By Deacon John De Gano
I have one of those electronic devices that records the number of steps you take in a day and buzzes approvingly when you reach the goal you have set for yourself.
When Cheryl bought it for me she initially set the goal at 10,000 steps and I have never adjusted it (even though I rarely reached the goal more than four or five times in the year often while attending the Los Angeles Religious Education Congress in Anaheim).
Most of the time, I’m just happy if I reach half the goal by the end of the day.
This is because I spend a fair amount of time in front of the computer, researching and writing homilies, this column for the BYTE, and preparing weekly handouts for my adult confirmation class.

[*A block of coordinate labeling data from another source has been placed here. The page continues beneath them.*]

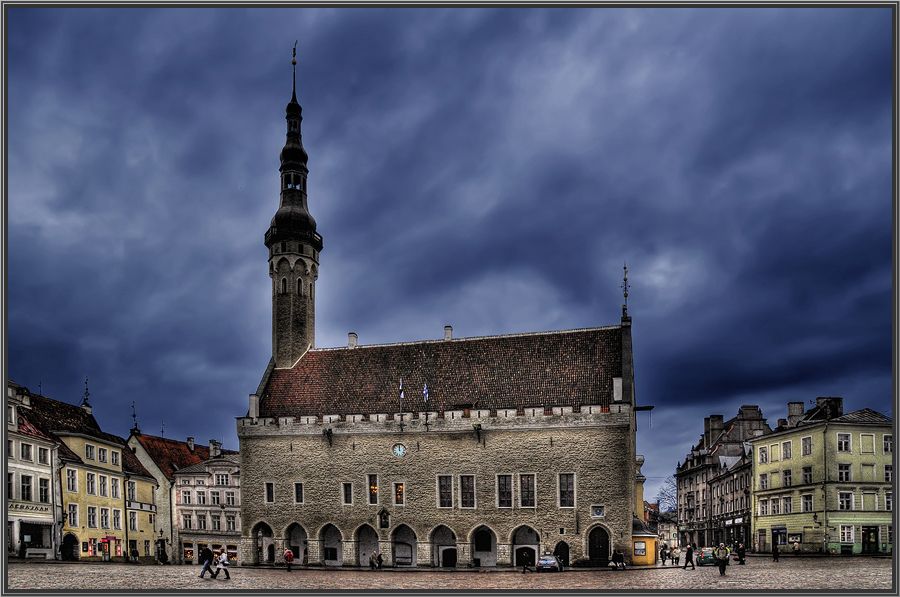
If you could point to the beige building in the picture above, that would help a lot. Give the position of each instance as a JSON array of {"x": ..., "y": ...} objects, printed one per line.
[
  {"x": 483, "y": 451},
  {"x": 208, "y": 505}
]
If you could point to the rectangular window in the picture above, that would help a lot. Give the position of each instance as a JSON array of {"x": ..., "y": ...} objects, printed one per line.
[
  {"x": 466, "y": 491},
  {"x": 843, "y": 473},
  {"x": 806, "y": 503},
  {"x": 347, "y": 492},
  {"x": 504, "y": 491},
  {"x": 847, "y": 533},
  {"x": 526, "y": 491},
  {"x": 566, "y": 490},
  {"x": 843, "y": 442},
  {"x": 445, "y": 491},
  {"x": 373, "y": 489},
  {"x": 845, "y": 500},
  {"x": 73, "y": 515},
  {"x": 25, "y": 486},
  {"x": 806, "y": 446}
]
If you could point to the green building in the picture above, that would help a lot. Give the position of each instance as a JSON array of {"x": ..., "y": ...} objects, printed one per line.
[{"x": 824, "y": 479}]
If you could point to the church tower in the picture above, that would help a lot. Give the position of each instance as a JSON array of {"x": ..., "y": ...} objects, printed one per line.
[{"x": 294, "y": 247}]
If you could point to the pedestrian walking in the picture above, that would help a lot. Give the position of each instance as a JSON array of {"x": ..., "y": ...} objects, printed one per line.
[
  {"x": 206, "y": 558},
  {"x": 721, "y": 554},
  {"x": 222, "y": 564},
  {"x": 689, "y": 557}
]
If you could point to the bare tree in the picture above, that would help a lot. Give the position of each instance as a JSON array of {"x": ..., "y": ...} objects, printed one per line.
[{"x": 667, "y": 496}]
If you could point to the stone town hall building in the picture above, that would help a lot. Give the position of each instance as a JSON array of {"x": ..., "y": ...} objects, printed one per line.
[{"x": 525, "y": 444}]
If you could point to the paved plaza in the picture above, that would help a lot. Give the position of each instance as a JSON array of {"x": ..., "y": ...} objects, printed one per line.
[{"x": 759, "y": 574}]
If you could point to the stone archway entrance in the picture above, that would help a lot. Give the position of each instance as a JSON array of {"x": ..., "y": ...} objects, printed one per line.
[
  {"x": 366, "y": 544},
  {"x": 525, "y": 546},
  {"x": 295, "y": 538},
  {"x": 404, "y": 544},
  {"x": 443, "y": 546},
  {"x": 484, "y": 547},
  {"x": 598, "y": 546},
  {"x": 69, "y": 549},
  {"x": 263, "y": 540},
  {"x": 332, "y": 546}
]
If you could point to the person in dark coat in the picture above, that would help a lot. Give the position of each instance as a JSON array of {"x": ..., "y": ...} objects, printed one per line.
[
  {"x": 206, "y": 560},
  {"x": 689, "y": 557}
]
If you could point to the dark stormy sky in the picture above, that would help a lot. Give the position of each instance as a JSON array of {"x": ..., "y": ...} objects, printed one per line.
[{"x": 487, "y": 168}]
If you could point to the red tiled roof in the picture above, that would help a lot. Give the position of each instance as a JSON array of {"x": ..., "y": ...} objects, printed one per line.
[{"x": 568, "y": 368}]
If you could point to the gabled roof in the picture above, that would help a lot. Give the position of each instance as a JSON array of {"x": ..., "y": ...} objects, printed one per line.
[
  {"x": 567, "y": 368},
  {"x": 171, "y": 455}
]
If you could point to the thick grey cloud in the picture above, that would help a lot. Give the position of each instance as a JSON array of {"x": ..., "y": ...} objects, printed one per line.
[{"x": 489, "y": 168}]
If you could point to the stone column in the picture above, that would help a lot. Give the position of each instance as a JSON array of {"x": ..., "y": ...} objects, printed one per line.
[
  {"x": 387, "y": 552},
  {"x": 504, "y": 554},
  {"x": 314, "y": 547},
  {"x": 349, "y": 548},
  {"x": 423, "y": 555},
  {"x": 463, "y": 555}
]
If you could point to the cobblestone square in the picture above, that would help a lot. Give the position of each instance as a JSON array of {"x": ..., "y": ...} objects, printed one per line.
[{"x": 760, "y": 574}]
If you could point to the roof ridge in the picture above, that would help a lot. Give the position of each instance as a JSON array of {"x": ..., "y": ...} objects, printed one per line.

And so it was a bit of a challenge the last couple of months to fully engage myself in our parish’s V Encuentro process. For five weeks we gathered, listened to speakers and left with an assignment to “go out to the peripheries and engage or encounter someone new.”
My schedule saw me attending the diaconate retreat; facilitating several funeral vigil services and rosaries (which made me late to two of our V Encuentro gatherings); witnessing freedom to marry papers being signed; meeting with parishioners and blessing an assortment of religious items.
I rationalized that I’m doing my part since I meet people all the time. I keep an open door policy at the parish and regularly stop what I’m doing to listen to those drop-ins who just happened by that day.
Yet the call to be a missionary disciple on the periphery made me question what steps I am taking to evangelize others and myself each and every day.
In Mt 8:20, Jesus tells the anxious young man who wanted to follow him that,
“Foxes have dens and birds of the sky have nests, but the Son of Man has nowhere to rest his head.”
Jesus spent little time sitting behind a desk or at the office. Jesus didn’t own an electronic device of any sort, yet he managed to encounter people who were on the periphery every day. He would rise and begin his day, walking the dusty roads of Palestine and talking to his disciples about the love and mercy of God.
So why, I wondered, am I sitting here in my office? Was I expecting Jesus to walk through my door? Why wasn’t I racking up ‘steps’ for the Lord? Or hanging out my “Gone Fishin’ sign and moseying over to the corner coffee shop where I might drop my net and encounter a stranger?
Each of us is called to discern how we will serve the Lord; some by going to the missions, others by supporting them through prayer, finances and/or becoming aware of the needs and telling friends and family members about the good work that is being done.
We just have to commit ourselves to get out of the boat (like Peter) and get our feet wet.
The occasional change of scenery may even do us some good!
John De Gano is a deacon at St. Catherine of Alexandria Parish in Riverside.